In the metopes below, eternal adversaries grappled in inextricable pairs: Lapiths and Centaurs, Greeks and Amazons, Greeks and Trojans along the north side in the direction of Troy, Giants and gods on the south. In many of the metopes the struggle was shown in mid-course: there was no victor, no vanquished. Warring opposites complemented each other in intricate, almost heraldic, groupings—and this is perhaps another essential aspect of the term Classical. It conjures aloofness, a sense of timeless idealism; but involvement, too, and violent involvement at that, is part of the Classical spirit.

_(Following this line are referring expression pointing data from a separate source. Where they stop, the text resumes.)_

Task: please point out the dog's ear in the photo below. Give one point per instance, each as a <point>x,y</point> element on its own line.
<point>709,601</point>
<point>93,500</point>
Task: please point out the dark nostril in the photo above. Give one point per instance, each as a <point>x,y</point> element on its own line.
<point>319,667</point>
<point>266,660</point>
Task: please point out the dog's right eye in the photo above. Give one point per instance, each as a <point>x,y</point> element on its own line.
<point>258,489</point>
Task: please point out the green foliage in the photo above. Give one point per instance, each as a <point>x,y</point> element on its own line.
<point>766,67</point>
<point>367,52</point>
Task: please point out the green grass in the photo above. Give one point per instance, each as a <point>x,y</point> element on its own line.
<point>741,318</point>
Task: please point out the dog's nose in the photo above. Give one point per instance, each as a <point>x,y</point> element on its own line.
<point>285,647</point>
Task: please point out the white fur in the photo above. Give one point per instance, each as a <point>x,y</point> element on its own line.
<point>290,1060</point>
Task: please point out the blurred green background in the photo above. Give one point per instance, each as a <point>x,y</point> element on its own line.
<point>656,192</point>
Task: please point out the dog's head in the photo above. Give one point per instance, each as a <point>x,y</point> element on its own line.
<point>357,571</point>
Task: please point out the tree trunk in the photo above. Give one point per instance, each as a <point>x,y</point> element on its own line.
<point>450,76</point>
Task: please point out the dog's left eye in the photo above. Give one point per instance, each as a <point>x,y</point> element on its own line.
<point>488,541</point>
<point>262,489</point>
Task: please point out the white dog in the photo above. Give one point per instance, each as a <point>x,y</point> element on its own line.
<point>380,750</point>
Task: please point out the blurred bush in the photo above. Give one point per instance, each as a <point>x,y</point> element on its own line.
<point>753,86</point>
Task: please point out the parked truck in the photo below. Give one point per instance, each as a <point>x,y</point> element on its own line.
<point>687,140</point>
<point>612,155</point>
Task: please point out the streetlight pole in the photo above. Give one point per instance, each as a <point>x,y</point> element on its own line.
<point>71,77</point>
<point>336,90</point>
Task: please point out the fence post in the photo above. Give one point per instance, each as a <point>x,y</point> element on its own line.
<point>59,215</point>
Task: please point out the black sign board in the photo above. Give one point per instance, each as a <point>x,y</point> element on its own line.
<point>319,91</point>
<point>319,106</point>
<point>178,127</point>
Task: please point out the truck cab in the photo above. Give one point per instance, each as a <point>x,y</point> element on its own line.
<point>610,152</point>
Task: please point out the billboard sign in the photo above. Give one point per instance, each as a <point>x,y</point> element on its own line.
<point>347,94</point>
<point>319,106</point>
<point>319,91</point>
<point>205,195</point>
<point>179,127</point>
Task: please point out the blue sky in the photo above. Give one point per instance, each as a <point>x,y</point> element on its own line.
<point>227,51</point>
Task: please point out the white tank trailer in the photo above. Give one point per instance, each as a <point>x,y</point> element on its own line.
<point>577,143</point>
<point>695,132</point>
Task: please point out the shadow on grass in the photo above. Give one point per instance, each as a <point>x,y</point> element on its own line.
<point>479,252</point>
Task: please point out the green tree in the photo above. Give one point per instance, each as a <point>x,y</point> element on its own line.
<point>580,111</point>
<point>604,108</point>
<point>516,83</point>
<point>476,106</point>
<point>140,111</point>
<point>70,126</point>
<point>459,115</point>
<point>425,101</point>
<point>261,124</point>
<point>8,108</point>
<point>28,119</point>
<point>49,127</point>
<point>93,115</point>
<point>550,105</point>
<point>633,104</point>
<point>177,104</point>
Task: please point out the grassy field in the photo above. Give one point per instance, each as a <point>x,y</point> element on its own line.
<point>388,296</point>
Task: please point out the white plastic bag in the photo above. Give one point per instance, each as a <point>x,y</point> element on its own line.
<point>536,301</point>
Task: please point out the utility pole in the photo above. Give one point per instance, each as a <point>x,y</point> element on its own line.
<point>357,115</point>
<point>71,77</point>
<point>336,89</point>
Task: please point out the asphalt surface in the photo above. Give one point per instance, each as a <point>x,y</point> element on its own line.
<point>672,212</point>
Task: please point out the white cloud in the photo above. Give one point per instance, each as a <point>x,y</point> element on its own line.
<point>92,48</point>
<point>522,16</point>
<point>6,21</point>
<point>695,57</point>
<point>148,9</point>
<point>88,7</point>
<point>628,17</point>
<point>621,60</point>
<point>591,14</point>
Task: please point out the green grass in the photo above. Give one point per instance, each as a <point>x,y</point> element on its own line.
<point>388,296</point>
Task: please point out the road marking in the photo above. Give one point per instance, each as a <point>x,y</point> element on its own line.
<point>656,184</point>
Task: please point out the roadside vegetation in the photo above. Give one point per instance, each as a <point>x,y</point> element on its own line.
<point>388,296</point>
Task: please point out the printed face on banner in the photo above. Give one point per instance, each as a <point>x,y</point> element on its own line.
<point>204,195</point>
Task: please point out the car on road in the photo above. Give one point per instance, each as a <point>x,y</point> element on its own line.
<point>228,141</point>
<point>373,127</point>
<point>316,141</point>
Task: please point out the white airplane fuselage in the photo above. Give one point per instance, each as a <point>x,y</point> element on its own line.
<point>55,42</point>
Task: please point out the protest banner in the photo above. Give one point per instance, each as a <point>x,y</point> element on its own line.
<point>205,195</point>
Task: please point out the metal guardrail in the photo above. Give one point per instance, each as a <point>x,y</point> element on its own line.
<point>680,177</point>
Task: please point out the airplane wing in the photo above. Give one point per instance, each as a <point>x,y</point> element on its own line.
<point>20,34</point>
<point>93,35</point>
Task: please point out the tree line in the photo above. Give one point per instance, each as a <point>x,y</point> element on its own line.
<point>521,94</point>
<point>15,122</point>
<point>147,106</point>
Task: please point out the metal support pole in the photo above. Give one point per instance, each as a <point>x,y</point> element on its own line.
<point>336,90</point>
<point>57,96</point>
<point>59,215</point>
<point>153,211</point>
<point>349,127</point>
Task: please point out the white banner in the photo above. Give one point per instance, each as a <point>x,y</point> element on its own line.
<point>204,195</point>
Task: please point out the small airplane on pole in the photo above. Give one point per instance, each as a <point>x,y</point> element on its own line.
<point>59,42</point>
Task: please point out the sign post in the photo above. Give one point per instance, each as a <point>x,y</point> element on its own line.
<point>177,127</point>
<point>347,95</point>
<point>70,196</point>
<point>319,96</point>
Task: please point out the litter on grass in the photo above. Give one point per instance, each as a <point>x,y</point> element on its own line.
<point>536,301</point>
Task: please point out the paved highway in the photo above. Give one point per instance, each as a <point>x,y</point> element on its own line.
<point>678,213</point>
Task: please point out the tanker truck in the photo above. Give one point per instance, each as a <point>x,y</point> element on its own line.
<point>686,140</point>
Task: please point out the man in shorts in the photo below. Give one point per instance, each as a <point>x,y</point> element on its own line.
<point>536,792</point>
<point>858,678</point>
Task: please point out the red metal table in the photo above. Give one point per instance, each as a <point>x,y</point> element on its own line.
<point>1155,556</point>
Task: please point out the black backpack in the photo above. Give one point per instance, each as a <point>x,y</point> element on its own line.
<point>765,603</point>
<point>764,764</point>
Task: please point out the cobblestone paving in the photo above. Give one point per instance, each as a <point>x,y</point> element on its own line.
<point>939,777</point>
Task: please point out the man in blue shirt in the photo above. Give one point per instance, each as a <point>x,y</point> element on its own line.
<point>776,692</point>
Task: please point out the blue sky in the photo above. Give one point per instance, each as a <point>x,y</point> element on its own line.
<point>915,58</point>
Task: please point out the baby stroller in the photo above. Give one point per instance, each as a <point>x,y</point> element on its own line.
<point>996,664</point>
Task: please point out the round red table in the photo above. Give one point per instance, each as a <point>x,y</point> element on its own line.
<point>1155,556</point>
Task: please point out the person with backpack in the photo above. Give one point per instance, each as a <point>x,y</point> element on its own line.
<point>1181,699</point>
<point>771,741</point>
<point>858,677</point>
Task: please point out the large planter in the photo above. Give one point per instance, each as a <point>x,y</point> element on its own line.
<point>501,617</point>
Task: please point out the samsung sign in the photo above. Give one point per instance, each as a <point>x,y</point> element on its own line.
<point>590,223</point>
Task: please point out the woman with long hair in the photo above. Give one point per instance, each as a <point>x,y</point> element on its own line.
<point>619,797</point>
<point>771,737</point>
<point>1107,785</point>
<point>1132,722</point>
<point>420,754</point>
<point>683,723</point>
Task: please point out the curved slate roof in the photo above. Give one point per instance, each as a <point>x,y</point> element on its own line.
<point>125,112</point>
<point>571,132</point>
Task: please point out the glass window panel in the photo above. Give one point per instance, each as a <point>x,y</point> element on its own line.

Spiro Kostof, A History of Architecture
The drawings of Mies van der Rohe’s Brick Country House are nearly a century old. Reference to it in my “modern” design means that I’m following a tradition well in the past. His project implies that design, like life, is an active process, that the goal of architecture is to capture that understanding. It is Classical in the sense that we are aware of careful and thoughtful proportions, but also of proportions carefully shifted. And the design is Classical in the sense Kostof suggests, of competing stresses, contained but kept vital. Above, a metope from the Parthenon.
It is the challenge of contemporary architecture now, how to maintain yet enliven the modern tradition—it’s what we have—yet break away from the sterility of glass boxes and too well ordered grids. Too many solutions just push the box or attack it, without esthetic grounding, cultural context, or solid frame of reference, too often to excess. Mies’s design is reserved yet still fresh.